About 90% of patients with Barrett's esophagus typically receive surveillance via endoscopy every three to five years, says Meltzer, director of the GI Early Detection Biomarkers Laboratory. However, that may not be frequent enough to detect some neoplastic changes, he says. Up to 25% of patients who end up developing high-grade dysplasia or esophageal cancer have progressed before their next endoscopy, representing missed opportunities for early intervention. Treatments include radiofrequency ablation or endoscopic resection to remove abnormal cells before they become cancerous.

Clinicians may choose to see patients who have a higher Esopredict score sooner or more frequently.

"Conversely, in people who have a really low score, instead of bringing them back in three years, you might bring them back at a later interval, such as in six or 10 years," Meltzer says. That modification could decrease health care costs, potential endoscopic complications, lost work productivity and patient anxiety.

Meltzer and colleagues ran the Esopredict test on 209 biopsy samples previously collected from patients with Barrett's esophagus at Johns Hopkins and Allegheny Health Network, Capital Digestive Health, Mayo Clinic, University of Maryland and University of Connecticut health care sites. The first 99 patient samples served as a training set in which a model algorithm was designed, and the next 110 patient samples were analyzed as a validation set in which the algorithm was tested. Samples also were assayed from an additional group of 31 patients who went on to develop high-grade dysplasia or esophageal cancer and who had follow-up intervals longer than five years.

Some 78 of the 209 patients progressed to having high-grade dysplasia or esophageal cancer within five years of biopsy collection, while the remaining 131 had no progression over the next five years. Investigators ran several calculations with Esopredict to try to predict the likelihood of cancer or high-grade dysplasia developing. They stratified patients into two main groups: lower risk (further refined into low and low-moderate risk categories) or higher risk (further refined into high moderate or high-risk levels) of progressing to more serious conditions. Overall, they found that patients in the two higher risk groups to be 6.4 times more likely to progress to high-grade dysplasia or esophageal cancer within five years.
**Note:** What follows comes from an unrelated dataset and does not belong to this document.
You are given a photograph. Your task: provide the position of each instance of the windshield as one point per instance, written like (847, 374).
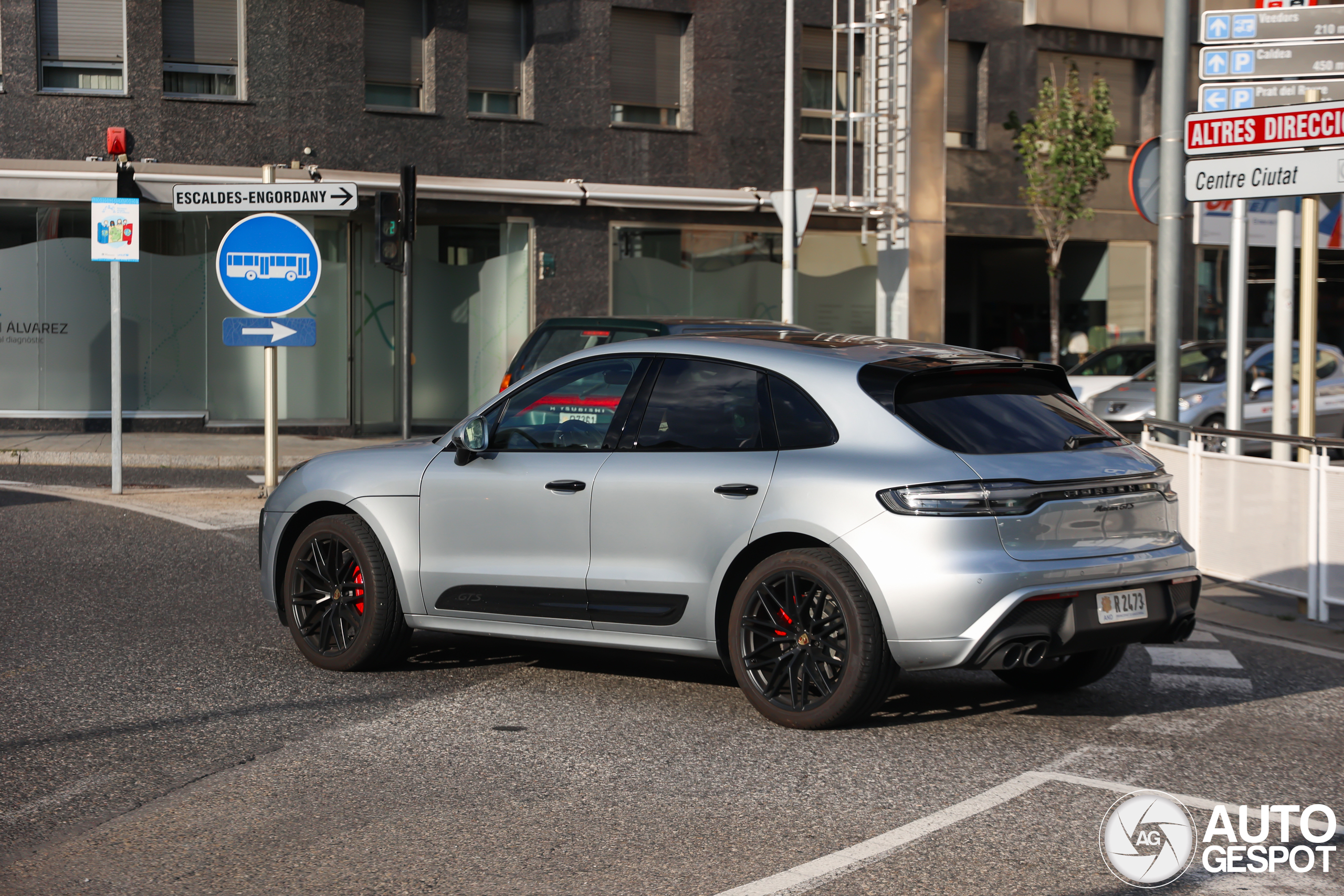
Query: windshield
(1116, 362)
(998, 413)
(1205, 364)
Compared with patients considered lowest-risk, the highest risk patients were 15.2 times more likely to progress to these more serious conditions.

Because most study patients were white (and most patients with Barrett's esophagus are also white), future studies should include patients of different races and ethnicities, Meltzer says. Ongoing studies are now comparing biopsies from the same patient taken at different times, as well as from different locations in the esophagus taken at the same time, to see whether the risk score changes with location or over time.

Study co-authors were Andrew Kalra, Ke Ma, Hua-Ling Tsai, Hao Wang, Simran Jit, Yulan Cheng, Yousra Ahmed, Kenneth Wang, Cadman Leggett, Ashley Cellini and Olga Ioffe from Johns Hopkins. Other researchers contributing to the work are from Previse in Baltimore (the manufacturer of the Esopredict test); the Allegheny Health Network and its cancer institute in Pittsburgh; Drexel University in Philadelphia; Capital Digestive Care in Chevy Chase, Maryland; Erasmus MC University Medical Center in Rotterdam, Netherlands; and the University of Connecticut.

The study was supported by the National Cancer Institute (grants R44DK136424, R41CA261376, R01DK118250 and R01CA287294). Meltzer is an equity holder in Previse and an inventor of the patented technologies described.